And as a consequence of that, Erin recently was awarded, in her local community through their leadership program in their local community, leader of the year as a result of that experience. So, that’s how individual peers live out these five practices.

Pete Mockaitis
Yeah, that’s lovely in terms of that one story, we kind of walked through all five of those. So, then maybe we could spend a couple minutes on each of them. In terms of model the way, it starts with getting clear on values, beliefs, what’s important to you, and then living it. Any pro tips on how we can get a boatload of clarity on those dimensions without taking decades?

Jim Kouzes
Yeah, without taking decades. We’ve written a few books about this. Well, let me just give you a couple of those. Let’s take clarify values. And one of them is a little technique we can try on our own is imagine the following scenario, imagine you’re going to be away from your team that you’re wanting to lead or currently leading. You’re going to be away from your team for, let’s say, three months, and you’re going to be not able to communicate with that team while they’re doing their work in any way whatsoever but you can leave them a one-page memo, we call it credo memo, prior to being incommunicado.

What would you tell people are the principles by which they should conduct themselves in their work during your absence? What are the values and beliefs that should guide their decisions and actions? Write that one-page memo to your team.

Pete Mockaitis
I love it. And it’s probably not going to have much to do with the specific software tools they should be using.

Jim Kouzes
Exactly. What are the principles that should guide their decisions and actions? And do it in one page. That forces people to have to think in short memorable ways in which they can communicate to others what they should use as guidelines for doing their work and making their decisions.
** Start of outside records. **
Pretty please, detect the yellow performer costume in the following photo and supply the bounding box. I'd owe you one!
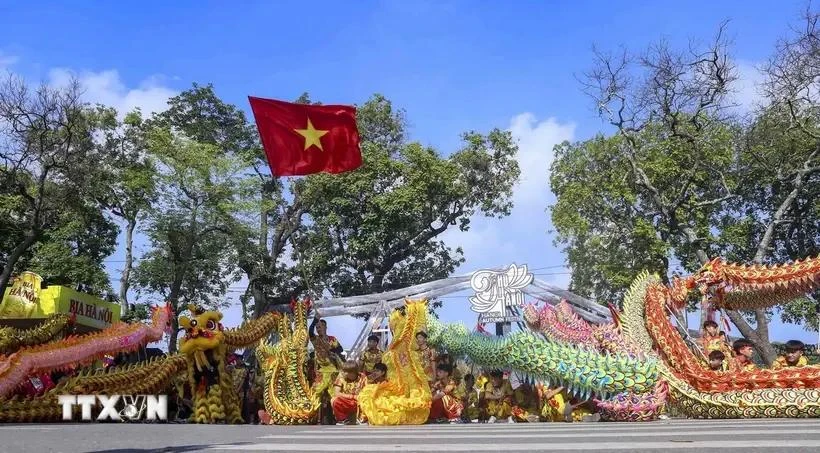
[772,356,809,370]
[512,384,541,422]
[485,379,513,418]
[309,317,344,401]
[359,300,432,425]
[362,348,382,374]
That’s very effective. I’ll use other techniques like values cards. We have people do card sorts. But any way in which you can explore your head and your heart, as Erin talked about, and your soul, and think about, “What do I really believe in and what do I hope other people will believe in as we conduct our work?”

Pete Mockaitis
And so, could you give us a couple examples of that verbiage? I mean, when you say values, it could just be a word like integrity, or humility, courage, innovation. Or, how are you thinking about values and how they’re expressed here?

Jim Kouzes
Well, I’ll offer a couple of examples. Because there are about 150 values words in the English language and not all of them are understood similarly so you can’t hold 150 values simultaneously and have people follow those guidelines. It’s just too many. So, five to seven that will help people to understand. And integrity might be one of them but go the next step and ask yourself, “What does integrity look like to you? What does it look like in practice?”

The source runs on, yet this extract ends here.